I'm glad you're enthusiastic, but I still don't understand why you insist on using such a tiny number of games (only 4 per network!!) and justifying it on the basis of wanting to serve "end users".
If that is the only computation power you can afford, sure. I absolutely respect and appreciate doing the best one can with limited resources. No problem!
But instead if it's a deliberate choice to use fewer games to better match what end users would experience, then it's silly. Rather than deliberately using an error-prone measurement because you think most users will not notice, it's certainly at least no harm to use an accurate measurement (more games) and report the accurate difference. Then each user can decide for themselves if the accurately-reported difference is big enough to care about.
Four games per test is especially few. Consider a bot A that beats B 60% of the time. I would guess most people would consider that not a huge difference, but still a respectable one. However, with only 4 games, the chance that B beats A 3-1 or 4-0 is about 18%! So there is an 18% chance you'd come up with the entirely backwards conclusion.
You've argued many times in the past that "end users" will only use the bot for few games themselves, therefore the way to make the best recommendation is to test using only a few games because it better matches the usage, rather than tests with a large number of games. We can see by the following example that such logic isn't very good:
- Suppose we did do a 4 game test and we did get a 3-1 result in favor of B (getting a result that was only 18% likely is very possible!).

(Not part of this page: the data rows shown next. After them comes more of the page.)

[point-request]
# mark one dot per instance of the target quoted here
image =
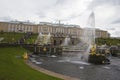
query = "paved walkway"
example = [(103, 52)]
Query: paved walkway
[(50, 72)]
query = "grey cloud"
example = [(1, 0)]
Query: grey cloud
[(116, 21)]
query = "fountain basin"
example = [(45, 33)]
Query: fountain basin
[(98, 59)]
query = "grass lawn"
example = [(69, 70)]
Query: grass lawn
[(11, 36), (13, 68)]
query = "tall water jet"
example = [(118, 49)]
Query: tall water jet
[(88, 37), (39, 39), (48, 41)]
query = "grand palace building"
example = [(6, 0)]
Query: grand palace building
[(58, 31)]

- Suppose we also did a 1000 game test and this time, the result was that A won 613 games and B won 387 games.
Consider a user who plans to use either bot A or bot B in a tournament where it will play 4 games, and they want the bot with the best chance of doing well. Based on the above two tests, which bot should we recommend to them? Should we trust the 4 game test and recommend B because the tournament will also be 4 games, therefore a 4-game test is the most reliable? Our should we trust the 1000 game test and recommend A because the 1000 game test is overall more accurate measurement?

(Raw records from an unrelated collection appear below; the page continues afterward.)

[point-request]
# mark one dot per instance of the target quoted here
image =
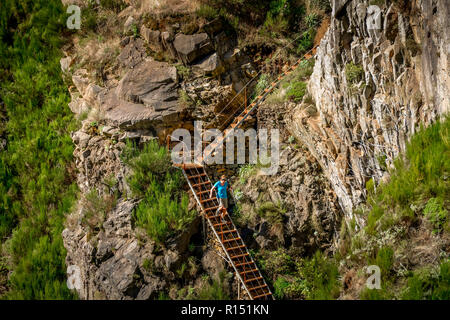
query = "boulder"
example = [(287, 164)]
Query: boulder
[(210, 65), (153, 38), (152, 83), (133, 53), (192, 47)]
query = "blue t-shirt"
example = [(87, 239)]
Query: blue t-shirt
[(221, 189)]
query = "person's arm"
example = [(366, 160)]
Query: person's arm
[(212, 189)]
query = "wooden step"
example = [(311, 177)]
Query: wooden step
[(243, 264), (263, 295), (201, 184), (221, 224), (214, 217), (252, 279), (206, 200), (229, 240), (197, 176), (258, 287), (234, 248), (240, 256), (248, 271), (226, 231)]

Obviously we should recommend bot A to them!
We can see here a clear demonstration that the principle "if end users will only notice larger differences and will only be using the bot for a very few games, then the best way to make a good recommendation to to also run tests using only a very few games" is a bad principle. The way to make a good recommendation to an end user that will run few games is to test
many times more games than they will use.